Вот та самая решетка, сквозь которую злая Конхита - или это была Долорес? - пустила губительную стрелу своих глаз в слонявшагося вокруг студента. И тридцатипятилетний человек, преждевременно поседевший и занимавший солидное положение, улыбаясь, пустился в обратный путь, забыв о тридцатилетней искательнице приключений, которая завела его сюда.
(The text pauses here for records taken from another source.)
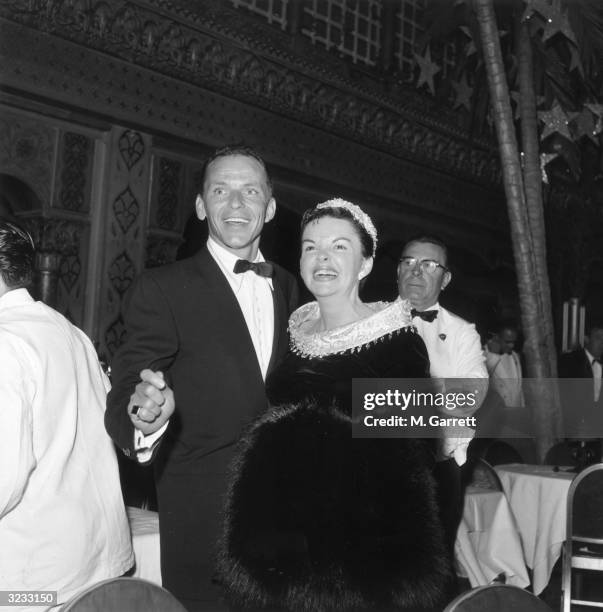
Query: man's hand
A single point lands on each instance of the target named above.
(152, 403)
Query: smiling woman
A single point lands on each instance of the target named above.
(315, 519)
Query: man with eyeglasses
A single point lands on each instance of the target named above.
(455, 351)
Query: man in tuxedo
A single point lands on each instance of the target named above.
(202, 335)
(582, 401)
(454, 350)
(506, 375)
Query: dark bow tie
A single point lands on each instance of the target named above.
(426, 315)
(261, 268)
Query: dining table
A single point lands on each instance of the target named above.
(487, 543)
(537, 495)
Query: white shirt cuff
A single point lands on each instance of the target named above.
(144, 445)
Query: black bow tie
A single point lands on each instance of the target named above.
(261, 268)
(426, 315)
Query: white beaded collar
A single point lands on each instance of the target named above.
(387, 318)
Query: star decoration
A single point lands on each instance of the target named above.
(515, 96)
(545, 158)
(541, 7)
(585, 125)
(556, 20)
(576, 63)
(555, 121)
(463, 92)
(558, 24)
(470, 47)
(428, 70)
(595, 109)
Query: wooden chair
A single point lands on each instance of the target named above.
(484, 476)
(560, 454)
(583, 547)
(499, 453)
(497, 598)
(124, 595)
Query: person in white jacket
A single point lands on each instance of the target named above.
(455, 352)
(63, 525)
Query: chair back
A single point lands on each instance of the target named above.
(484, 476)
(560, 454)
(499, 453)
(584, 506)
(497, 598)
(124, 595)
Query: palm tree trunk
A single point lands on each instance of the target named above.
(533, 187)
(523, 248)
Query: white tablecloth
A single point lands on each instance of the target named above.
(538, 498)
(144, 526)
(487, 542)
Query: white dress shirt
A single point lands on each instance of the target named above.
(63, 525)
(455, 351)
(596, 368)
(254, 295)
(506, 376)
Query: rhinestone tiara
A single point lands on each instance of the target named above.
(357, 213)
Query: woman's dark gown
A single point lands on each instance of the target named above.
(317, 520)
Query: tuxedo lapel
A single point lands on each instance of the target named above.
(280, 339)
(216, 288)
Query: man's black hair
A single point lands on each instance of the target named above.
(17, 253)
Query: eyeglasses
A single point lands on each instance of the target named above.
(425, 265)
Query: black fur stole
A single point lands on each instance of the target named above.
(317, 520)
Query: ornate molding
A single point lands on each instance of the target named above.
(217, 49)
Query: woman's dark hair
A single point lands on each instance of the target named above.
(17, 254)
(313, 214)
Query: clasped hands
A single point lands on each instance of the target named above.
(152, 403)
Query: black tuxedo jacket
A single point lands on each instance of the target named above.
(582, 416)
(184, 320)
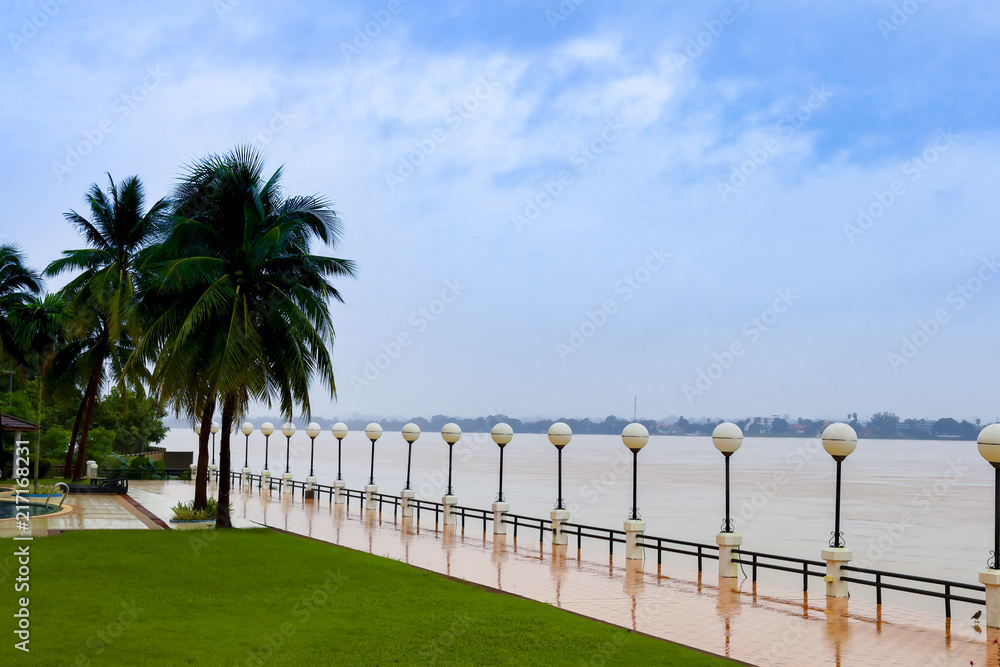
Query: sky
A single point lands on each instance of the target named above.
(720, 209)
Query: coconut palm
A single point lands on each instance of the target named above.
(17, 284)
(247, 304)
(39, 327)
(103, 295)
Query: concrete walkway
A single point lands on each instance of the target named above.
(761, 624)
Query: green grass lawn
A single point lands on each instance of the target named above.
(252, 597)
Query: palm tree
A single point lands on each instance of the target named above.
(39, 328)
(247, 304)
(103, 295)
(17, 284)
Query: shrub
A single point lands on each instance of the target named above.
(186, 512)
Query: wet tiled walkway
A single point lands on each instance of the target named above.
(762, 624)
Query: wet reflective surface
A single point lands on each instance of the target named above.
(765, 624)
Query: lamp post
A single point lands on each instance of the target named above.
(727, 438)
(267, 428)
(839, 440)
(559, 435)
(339, 432)
(312, 430)
(246, 428)
(194, 466)
(502, 434)
(635, 436)
(450, 433)
(215, 429)
(373, 432)
(410, 433)
(989, 448)
(287, 430)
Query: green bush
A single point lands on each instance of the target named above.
(186, 512)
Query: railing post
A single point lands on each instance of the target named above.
(633, 533)
(729, 544)
(499, 509)
(991, 579)
(449, 502)
(559, 517)
(405, 496)
(836, 558)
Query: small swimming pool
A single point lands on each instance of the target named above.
(9, 509)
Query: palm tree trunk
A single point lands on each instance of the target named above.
(38, 433)
(228, 408)
(91, 398)
(72, 441)
(201, 480)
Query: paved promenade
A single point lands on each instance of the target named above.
(763, 624)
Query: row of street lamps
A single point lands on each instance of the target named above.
(839, 440)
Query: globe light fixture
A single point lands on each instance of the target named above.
(312, 430)
(502, 434)
(560, 435)
(267, 428)
(410, 433)
(373, 432)
(246, 428)
(989, 449)
(451, 434)
(635, 436)
(215, 429)
(839, 440)
(288, 430)
(339, 431)
(727, 438)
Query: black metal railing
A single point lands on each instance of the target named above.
(948, 596)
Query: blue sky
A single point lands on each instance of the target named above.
(724, 208)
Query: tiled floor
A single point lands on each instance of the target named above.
(762, 624)
(95, 511)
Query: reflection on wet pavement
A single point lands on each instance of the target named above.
(760, 623)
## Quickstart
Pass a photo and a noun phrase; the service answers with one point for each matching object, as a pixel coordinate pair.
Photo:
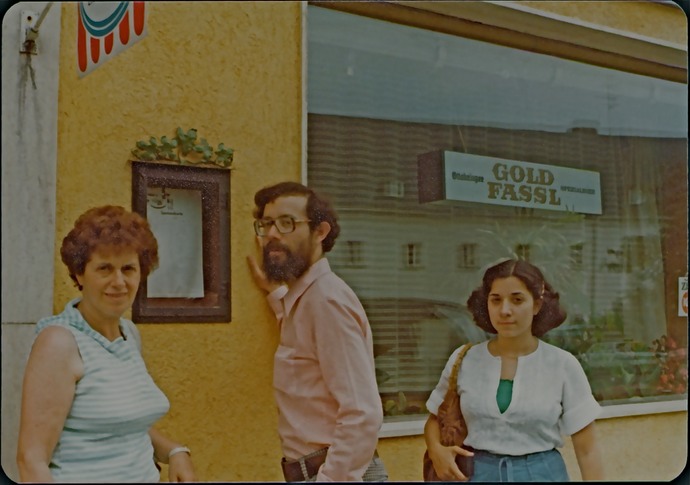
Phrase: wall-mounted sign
(683, 296)
(105, 29)
(448, 176)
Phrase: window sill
(415, 426)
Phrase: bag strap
(453, 383)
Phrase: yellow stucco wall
(233, 71)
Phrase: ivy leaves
(184, 149)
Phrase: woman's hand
(180, 468)
(443, 459)
(587, 453)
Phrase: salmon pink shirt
(323, 377)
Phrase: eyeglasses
(284, 225)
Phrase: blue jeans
(546, 466)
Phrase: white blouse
(551, 397)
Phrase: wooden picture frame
(211, 302)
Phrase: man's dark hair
(318, 208)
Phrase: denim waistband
(505, 463)
(528, 457)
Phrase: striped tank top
(105, 436)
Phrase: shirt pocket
(295, 374)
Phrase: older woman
(88, 402)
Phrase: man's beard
(294, 265)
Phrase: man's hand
(259, 275)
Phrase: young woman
(88, 402)
(519, 395)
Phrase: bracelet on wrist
(179, 449)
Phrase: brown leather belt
(306, 467)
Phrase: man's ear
(322, 230)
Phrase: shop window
(576, 258)
(355, 256)
(412, 255)
(382, 95)
(522, 251)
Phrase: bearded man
(329, 410)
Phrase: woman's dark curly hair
(550, 316)
(113, 228)
(318, 209)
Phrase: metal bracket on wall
(28, 33)
(28, 29)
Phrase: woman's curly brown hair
(111, 227)
(550, 316)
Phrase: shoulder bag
(452, 424)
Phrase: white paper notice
(175, 217)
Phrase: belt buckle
(303, 468)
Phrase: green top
(504, 394)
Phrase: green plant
(183, 148)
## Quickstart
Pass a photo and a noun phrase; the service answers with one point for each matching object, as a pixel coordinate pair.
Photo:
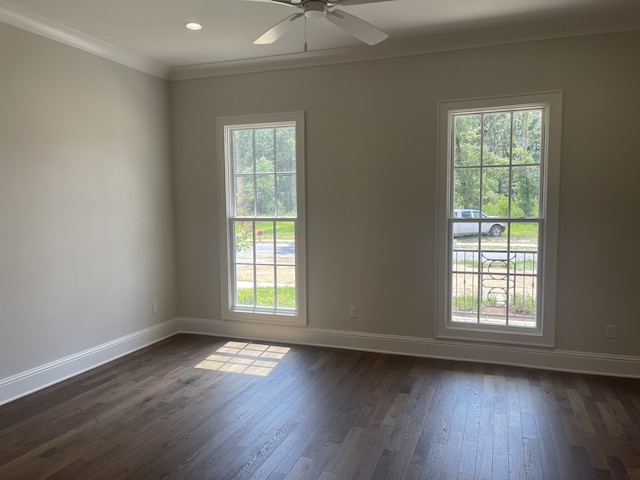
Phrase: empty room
(280, 239)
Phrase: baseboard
(43, 376)
(548, 359)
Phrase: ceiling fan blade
(278, 30)
(354, 2)
(288, 3)
(356, 27)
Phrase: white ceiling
(153, 31)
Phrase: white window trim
(544, 336)
(292, 317)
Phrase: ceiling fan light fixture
(315, 9)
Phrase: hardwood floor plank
(320, 414)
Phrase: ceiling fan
(354, 26)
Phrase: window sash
(542, 281)
(251, 271)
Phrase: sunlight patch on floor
(247, 358)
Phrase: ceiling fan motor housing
(315, 9)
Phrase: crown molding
(463, 39)
(26, 20)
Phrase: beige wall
(86, 229)
(371, 136)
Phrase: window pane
(524, 236)
(243, 151)
(285, 243)
(466, 190)
(527, 136)
(286, 195)
(464, 298)
(264, 243)
(526, 192)
(265, 160)
(245, 201)
(265, 281)
(467, 140)
(244, 241)
(285, 150)
(496, 142)
(286, 292)
(496, 191)
(265, 201)
(245, 294)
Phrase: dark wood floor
(198, 407)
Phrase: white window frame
(298, 315)
(544, 333)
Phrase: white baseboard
(548, 359)
(40, 377)
(43, 376)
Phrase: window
(263, 232)
(498, 208)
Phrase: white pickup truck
(460, 229)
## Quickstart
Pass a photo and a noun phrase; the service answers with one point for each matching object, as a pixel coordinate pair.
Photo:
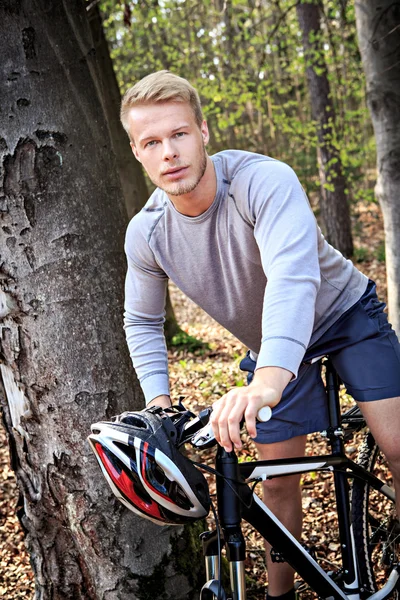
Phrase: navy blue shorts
(365, 352)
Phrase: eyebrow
(174, 130)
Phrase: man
(236, 234)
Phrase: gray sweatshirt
(256, 261)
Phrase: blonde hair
(161, 86)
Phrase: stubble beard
(181, 188)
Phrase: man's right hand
(164, 401)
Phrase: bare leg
(383, 419)
(283, 497)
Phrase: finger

На следующее утро он спозаранку поднялся с постели и помчался в коллегию Сан-Хозе. Отец Сиприано, немного более пропитанный нюхательным табаком и немного более старый, чем прежде, пришел в восторг, узнав своего бывшого ученика. Значит, это правда, что он сделался владельцем рудников, и вот почему его волосы поседели! Дон-Пребль, конечно, не забыл, что богатство налагает большую ответственность и тяжелые заботы. Но в чем же дело? Кей хочет выписать сюда из восточных штатов племянницу и поместить ее в монастыре? Это, по его мнению, будет лучше всего? А, да! В этой юной стране воспитание может быть дано только церковью. И он хочет видеть мать-настоятельницу? Он, конечно, не забыл монастыря и молодых сеньорит, строгой дисциплины и наказаний. Право, только по особенной милости Мадонны он, отец Сиприано, еще не загнан в гроб этими безразсудными muchachоs (мальчиками). Тем не менее, взяв понюшку табаку и чихнув в свой красный носовой платок, он заявил Кею, что в полдень проведет его в монастырь.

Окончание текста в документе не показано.